2. Friends, “The One With Ross’s Wedding”
Back when TV-watching was still a community event, Friends was one of the biggest occasions of them all. And Ross’s (David Schwimmer) wedding was required viewing. In the season four finale, Ross marries his British love Emily (Helen Baxendale) when his ex Rachel (Jennifer Aniston) shows up mid-ceremony. Suddenly Ross is saying his vows, but he kind of messes them up. Actually, ‘kind of’ is an understatement. The episode ends with Ross saying “I take thee, Rachel” to the shock of his fiancé, Rachel, and basically every single person in the room. The embarrassing gaffe gave fans hope for the will-they-won’t-they couple of the century. Sure, Ross gets married for the millionth time, but he’s no stranger to divorce!
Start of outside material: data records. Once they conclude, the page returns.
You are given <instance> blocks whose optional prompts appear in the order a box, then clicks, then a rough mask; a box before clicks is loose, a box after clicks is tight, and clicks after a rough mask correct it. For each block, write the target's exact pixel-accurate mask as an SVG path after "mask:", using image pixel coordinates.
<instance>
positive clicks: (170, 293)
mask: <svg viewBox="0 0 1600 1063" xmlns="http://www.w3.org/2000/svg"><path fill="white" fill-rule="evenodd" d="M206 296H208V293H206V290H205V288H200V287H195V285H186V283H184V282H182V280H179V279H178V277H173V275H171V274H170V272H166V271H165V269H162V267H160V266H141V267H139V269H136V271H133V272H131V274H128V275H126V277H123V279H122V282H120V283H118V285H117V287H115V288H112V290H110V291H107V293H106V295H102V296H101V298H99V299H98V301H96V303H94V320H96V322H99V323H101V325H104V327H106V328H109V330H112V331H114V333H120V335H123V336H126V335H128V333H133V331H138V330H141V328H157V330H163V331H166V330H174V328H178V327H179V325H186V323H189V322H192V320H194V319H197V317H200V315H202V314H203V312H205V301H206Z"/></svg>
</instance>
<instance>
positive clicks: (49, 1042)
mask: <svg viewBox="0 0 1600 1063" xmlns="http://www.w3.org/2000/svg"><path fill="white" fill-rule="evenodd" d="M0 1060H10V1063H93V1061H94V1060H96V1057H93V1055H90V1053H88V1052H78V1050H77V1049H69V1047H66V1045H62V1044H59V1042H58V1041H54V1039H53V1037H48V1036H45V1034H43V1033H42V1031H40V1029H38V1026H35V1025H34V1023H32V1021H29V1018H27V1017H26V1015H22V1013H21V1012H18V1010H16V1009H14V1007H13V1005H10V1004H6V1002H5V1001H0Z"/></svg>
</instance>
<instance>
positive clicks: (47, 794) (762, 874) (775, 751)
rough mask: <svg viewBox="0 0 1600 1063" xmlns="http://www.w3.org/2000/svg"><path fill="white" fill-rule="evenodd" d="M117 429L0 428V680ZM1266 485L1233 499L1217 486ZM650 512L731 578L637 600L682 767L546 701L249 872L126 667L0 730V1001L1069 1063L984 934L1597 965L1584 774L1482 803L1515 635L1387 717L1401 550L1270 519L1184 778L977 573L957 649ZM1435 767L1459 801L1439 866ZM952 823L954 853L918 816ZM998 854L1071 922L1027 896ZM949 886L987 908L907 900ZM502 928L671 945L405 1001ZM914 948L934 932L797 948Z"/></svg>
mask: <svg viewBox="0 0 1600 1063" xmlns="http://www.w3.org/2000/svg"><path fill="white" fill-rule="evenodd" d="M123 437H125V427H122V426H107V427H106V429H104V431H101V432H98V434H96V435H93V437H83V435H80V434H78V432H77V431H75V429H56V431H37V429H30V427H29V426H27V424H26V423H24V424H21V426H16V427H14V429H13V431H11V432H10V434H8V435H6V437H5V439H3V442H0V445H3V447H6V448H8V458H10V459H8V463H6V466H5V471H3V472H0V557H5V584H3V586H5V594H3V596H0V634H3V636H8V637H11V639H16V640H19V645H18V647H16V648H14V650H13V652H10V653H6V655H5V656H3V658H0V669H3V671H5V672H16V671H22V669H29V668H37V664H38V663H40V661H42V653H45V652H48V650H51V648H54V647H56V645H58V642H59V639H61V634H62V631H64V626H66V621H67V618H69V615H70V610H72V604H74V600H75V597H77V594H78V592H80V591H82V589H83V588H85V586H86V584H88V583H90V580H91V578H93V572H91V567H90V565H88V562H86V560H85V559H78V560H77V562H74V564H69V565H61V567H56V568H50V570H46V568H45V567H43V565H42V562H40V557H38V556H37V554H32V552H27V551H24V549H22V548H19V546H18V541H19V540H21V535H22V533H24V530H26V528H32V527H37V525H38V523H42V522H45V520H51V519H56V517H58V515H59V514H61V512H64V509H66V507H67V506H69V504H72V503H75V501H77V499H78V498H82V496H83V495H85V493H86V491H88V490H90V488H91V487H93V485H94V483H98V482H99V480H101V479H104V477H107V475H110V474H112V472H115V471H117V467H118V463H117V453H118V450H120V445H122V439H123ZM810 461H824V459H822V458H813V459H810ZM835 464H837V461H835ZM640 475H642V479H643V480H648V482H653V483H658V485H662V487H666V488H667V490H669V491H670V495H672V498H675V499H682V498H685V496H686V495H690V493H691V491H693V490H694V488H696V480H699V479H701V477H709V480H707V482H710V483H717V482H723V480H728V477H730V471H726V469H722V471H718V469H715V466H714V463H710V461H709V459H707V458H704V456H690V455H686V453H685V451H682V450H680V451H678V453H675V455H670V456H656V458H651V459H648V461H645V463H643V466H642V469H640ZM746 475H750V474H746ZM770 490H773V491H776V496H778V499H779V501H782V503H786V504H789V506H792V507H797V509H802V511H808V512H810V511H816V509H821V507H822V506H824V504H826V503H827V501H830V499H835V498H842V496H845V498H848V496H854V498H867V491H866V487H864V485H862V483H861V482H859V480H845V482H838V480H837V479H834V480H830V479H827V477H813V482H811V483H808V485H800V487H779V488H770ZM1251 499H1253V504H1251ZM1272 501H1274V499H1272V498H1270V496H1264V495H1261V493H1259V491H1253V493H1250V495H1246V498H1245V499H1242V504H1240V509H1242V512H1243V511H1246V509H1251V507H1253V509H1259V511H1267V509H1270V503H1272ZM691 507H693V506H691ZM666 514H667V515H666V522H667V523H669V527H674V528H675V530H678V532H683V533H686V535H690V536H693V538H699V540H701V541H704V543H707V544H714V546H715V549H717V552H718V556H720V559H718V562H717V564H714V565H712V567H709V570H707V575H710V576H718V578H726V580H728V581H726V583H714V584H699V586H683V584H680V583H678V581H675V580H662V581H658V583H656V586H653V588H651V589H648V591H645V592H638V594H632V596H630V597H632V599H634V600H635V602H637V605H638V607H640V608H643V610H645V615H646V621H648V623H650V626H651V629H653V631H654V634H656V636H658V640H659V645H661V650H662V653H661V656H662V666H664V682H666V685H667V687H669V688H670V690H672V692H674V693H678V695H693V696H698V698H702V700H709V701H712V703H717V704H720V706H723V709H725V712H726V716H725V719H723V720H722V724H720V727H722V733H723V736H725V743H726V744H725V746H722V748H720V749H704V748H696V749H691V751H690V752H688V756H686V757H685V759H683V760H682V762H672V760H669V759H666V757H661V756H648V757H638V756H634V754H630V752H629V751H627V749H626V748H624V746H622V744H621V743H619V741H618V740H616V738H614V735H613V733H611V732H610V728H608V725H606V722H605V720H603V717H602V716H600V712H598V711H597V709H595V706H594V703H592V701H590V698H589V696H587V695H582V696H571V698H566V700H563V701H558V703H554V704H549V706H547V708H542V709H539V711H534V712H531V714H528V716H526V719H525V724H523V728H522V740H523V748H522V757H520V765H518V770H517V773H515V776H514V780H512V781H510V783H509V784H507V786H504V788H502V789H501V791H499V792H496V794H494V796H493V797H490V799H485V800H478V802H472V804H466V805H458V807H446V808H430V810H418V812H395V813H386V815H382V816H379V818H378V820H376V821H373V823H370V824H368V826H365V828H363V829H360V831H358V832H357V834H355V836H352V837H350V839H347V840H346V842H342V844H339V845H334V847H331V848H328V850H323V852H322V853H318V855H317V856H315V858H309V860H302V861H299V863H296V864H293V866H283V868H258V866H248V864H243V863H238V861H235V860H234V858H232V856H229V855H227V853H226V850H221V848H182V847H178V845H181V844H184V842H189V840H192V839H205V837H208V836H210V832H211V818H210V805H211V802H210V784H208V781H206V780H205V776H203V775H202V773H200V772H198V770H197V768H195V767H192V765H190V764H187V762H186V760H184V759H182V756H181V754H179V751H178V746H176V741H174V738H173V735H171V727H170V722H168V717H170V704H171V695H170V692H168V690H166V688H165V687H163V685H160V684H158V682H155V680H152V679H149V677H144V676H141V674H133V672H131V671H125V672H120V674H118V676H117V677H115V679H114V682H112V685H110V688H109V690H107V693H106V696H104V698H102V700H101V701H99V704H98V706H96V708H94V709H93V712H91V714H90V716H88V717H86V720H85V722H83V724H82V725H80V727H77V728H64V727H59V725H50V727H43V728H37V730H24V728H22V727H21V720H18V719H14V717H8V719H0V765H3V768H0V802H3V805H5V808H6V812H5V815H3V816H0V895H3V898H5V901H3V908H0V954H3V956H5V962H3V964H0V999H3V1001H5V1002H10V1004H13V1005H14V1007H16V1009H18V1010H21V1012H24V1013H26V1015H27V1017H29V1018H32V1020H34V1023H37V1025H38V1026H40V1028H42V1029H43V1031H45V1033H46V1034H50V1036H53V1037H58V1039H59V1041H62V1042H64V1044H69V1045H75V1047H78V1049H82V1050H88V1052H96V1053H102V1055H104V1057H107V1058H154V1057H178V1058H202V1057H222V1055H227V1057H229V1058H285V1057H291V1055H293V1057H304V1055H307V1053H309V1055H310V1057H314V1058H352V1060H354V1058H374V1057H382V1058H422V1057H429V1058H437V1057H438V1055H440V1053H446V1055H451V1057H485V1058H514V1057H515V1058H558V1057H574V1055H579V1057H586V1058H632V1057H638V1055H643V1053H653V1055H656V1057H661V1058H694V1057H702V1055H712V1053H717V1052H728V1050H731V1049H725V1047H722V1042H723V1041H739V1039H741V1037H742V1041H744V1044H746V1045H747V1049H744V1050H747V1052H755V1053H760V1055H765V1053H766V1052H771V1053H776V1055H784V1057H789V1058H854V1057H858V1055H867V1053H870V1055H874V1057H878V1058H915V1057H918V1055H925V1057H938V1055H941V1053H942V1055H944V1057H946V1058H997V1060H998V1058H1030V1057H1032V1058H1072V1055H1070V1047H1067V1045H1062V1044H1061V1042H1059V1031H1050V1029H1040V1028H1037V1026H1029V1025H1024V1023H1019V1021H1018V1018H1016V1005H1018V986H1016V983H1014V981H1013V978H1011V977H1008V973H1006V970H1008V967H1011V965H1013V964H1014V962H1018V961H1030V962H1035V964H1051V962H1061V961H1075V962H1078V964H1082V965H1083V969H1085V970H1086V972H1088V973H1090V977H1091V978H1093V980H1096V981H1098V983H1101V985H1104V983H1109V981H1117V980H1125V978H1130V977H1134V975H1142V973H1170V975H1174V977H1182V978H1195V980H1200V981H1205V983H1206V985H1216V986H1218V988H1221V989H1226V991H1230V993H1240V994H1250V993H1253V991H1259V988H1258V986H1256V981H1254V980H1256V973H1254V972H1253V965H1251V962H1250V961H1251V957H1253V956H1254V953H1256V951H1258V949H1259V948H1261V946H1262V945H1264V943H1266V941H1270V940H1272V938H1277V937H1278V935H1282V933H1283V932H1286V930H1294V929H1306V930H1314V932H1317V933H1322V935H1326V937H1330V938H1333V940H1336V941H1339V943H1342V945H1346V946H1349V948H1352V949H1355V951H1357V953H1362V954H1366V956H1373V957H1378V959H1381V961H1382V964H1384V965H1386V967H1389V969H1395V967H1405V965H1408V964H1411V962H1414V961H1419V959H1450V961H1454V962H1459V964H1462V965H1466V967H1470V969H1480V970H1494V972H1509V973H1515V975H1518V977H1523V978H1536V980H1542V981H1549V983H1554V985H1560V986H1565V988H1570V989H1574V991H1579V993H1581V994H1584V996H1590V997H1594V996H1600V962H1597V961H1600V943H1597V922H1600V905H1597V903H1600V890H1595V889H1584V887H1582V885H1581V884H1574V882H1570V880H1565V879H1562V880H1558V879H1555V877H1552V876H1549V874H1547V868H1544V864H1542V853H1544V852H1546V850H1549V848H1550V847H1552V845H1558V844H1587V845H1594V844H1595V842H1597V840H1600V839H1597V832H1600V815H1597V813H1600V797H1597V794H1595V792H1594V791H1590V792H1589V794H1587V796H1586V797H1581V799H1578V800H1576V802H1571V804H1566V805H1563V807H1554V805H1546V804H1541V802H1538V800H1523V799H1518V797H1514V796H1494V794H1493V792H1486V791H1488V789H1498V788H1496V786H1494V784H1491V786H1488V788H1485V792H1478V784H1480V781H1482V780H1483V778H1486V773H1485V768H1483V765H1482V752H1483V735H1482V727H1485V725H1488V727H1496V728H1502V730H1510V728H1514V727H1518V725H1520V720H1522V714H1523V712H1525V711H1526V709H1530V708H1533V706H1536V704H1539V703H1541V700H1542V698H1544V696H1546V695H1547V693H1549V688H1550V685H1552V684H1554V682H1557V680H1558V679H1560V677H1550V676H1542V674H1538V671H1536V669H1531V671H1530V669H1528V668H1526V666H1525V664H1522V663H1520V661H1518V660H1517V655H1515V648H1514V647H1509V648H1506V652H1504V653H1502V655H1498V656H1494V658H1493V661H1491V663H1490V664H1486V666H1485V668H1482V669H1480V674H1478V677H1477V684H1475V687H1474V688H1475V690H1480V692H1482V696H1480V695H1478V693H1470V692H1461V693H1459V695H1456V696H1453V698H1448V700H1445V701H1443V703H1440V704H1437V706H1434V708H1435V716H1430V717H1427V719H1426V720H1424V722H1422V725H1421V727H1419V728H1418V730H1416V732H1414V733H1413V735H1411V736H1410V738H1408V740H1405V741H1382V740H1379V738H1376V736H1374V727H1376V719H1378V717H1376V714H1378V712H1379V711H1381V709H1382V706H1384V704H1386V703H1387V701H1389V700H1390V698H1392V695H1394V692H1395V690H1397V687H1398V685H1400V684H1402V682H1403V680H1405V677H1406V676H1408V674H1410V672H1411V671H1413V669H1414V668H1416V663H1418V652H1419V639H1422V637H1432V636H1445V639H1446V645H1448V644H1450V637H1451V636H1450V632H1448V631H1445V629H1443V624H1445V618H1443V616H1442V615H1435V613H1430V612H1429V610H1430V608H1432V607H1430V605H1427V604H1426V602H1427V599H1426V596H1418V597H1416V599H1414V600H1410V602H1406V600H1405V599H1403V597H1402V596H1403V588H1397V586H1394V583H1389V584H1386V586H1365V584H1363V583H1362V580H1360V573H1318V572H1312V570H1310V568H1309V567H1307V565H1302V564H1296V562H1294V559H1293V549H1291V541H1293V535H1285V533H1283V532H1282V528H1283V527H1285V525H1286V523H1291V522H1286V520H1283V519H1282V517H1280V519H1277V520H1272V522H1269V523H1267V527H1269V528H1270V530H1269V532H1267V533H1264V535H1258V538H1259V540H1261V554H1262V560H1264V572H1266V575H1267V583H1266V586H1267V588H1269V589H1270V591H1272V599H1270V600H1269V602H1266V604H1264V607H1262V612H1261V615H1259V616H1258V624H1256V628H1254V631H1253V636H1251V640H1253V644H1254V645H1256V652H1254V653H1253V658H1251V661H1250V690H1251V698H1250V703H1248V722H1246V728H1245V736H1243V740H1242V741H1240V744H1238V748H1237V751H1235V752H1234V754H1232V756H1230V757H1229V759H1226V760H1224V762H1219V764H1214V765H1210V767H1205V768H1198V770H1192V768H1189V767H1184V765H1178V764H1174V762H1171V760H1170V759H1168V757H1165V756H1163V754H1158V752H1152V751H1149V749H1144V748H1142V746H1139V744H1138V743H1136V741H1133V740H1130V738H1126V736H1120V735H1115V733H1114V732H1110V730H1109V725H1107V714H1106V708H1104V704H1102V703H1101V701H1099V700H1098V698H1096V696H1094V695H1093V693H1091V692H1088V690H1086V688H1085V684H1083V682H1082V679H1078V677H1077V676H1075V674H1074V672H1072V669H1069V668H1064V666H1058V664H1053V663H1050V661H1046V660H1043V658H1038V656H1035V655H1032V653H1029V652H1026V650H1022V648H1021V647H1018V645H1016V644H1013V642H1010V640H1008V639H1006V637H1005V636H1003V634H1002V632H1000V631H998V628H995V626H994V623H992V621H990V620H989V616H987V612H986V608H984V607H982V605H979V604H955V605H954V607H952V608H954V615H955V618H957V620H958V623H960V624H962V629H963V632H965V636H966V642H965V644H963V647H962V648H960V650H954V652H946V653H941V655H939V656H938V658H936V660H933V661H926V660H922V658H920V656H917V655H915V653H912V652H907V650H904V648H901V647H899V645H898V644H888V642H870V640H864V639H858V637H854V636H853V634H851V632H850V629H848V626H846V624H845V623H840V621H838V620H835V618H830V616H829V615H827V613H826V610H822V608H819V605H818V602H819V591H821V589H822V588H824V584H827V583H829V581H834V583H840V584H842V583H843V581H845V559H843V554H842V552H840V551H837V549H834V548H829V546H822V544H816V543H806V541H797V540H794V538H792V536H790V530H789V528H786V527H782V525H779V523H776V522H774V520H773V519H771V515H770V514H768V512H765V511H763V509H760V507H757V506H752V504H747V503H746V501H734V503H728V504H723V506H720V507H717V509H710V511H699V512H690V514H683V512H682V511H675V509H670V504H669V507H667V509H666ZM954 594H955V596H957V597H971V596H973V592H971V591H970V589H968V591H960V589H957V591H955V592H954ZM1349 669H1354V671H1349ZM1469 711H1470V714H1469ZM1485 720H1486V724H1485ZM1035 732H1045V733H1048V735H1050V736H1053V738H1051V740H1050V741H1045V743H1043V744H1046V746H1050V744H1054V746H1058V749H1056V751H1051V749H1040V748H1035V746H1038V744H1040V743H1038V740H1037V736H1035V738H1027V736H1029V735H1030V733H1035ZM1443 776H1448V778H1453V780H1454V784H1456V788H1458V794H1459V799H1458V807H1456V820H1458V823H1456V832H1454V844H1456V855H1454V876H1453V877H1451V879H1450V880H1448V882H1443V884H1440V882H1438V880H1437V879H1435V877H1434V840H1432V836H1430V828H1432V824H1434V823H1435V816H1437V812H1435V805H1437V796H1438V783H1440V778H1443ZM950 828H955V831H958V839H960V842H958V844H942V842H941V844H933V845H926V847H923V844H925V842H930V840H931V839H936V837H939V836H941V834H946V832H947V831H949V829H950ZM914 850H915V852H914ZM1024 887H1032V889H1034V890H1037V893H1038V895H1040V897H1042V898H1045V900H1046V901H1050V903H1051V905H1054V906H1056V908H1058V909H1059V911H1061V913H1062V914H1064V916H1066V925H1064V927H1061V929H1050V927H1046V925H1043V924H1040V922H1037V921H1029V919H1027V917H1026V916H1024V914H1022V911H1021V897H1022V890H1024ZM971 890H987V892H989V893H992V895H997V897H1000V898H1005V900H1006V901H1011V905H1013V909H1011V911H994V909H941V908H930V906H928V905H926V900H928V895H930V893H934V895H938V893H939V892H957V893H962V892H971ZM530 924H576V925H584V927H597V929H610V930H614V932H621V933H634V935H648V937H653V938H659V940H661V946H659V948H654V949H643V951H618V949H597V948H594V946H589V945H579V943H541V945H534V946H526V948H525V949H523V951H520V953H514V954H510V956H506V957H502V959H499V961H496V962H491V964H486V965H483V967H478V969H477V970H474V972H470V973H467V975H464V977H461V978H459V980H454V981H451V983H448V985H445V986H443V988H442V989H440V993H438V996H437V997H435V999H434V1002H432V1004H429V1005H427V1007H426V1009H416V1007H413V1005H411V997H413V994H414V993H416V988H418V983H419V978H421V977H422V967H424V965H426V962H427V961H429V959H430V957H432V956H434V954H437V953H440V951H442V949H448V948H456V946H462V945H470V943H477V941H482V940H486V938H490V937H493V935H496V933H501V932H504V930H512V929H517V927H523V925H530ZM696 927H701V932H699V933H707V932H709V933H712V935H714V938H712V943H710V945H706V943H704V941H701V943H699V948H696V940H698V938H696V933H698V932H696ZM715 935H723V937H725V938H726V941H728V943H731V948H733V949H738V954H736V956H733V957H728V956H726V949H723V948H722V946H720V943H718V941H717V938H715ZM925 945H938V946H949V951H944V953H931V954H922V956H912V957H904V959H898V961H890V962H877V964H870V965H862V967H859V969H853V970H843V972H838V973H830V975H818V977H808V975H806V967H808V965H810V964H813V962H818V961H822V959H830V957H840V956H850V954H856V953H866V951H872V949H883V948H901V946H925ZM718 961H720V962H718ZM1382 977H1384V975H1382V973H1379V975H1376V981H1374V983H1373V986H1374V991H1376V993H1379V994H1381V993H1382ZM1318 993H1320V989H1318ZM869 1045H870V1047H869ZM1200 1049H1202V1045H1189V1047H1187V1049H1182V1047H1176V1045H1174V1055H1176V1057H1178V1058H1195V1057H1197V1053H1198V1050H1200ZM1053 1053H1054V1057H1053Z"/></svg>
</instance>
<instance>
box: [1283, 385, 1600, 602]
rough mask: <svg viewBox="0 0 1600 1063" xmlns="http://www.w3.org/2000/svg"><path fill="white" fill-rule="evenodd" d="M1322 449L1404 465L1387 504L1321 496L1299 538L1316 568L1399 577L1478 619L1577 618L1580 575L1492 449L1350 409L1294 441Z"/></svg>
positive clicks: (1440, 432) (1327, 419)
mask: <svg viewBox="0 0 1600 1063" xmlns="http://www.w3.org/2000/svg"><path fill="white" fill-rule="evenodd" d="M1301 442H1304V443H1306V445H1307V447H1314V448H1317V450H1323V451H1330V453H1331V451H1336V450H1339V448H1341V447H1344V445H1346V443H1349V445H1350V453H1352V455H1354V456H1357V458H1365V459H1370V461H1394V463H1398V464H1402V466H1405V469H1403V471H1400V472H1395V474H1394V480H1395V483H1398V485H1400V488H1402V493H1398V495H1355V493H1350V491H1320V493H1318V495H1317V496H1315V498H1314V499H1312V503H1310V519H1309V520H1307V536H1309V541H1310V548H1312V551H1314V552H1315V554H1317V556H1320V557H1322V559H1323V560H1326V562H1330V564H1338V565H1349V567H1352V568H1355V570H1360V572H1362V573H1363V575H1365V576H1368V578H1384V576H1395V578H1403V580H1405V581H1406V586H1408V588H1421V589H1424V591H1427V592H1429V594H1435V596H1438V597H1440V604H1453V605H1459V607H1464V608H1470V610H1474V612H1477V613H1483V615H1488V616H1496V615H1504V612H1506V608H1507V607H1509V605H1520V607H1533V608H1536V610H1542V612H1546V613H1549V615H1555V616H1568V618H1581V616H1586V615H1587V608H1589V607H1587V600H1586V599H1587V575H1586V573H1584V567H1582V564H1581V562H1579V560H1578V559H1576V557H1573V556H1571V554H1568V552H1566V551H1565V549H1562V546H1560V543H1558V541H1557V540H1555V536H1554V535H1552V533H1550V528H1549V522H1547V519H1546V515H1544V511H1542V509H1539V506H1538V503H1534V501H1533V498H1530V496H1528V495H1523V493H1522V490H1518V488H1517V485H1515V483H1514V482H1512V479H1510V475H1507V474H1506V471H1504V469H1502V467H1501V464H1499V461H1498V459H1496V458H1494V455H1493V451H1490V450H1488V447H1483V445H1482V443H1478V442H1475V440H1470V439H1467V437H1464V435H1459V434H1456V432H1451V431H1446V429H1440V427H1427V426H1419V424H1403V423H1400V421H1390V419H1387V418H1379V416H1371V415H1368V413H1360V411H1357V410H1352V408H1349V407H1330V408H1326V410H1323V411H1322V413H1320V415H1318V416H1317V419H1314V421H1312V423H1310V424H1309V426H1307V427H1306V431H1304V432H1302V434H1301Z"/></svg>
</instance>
1. Lost, “Through the Looking Glass”
Lost fans were used to the flashbacks in each episode by the season three finale. The flashbacks often told stories about the islander’s life before the plane crash, and how they related to their life waiting for rescue. Throughout the episode, we see flashes of Jack’s (Matthew Fox) life off the island. He’s depressed, bearded, and contemplating suicide. It’s assumed, obviously, that these are flashes to the past. But the final scene twists that entire assumption. Jack waits for a friend to meet him and out of the car steps Kate (Evangeline Lilly), who he did not know before he was on the island. Viewers quickly realize this isn’t a flashback but a flashforward. This means, of course, that they eventually get off the island. What?! The episode ends with Jack pleading that they “have to go back!” and we just wanted to know how they got off and why he’d need them to return!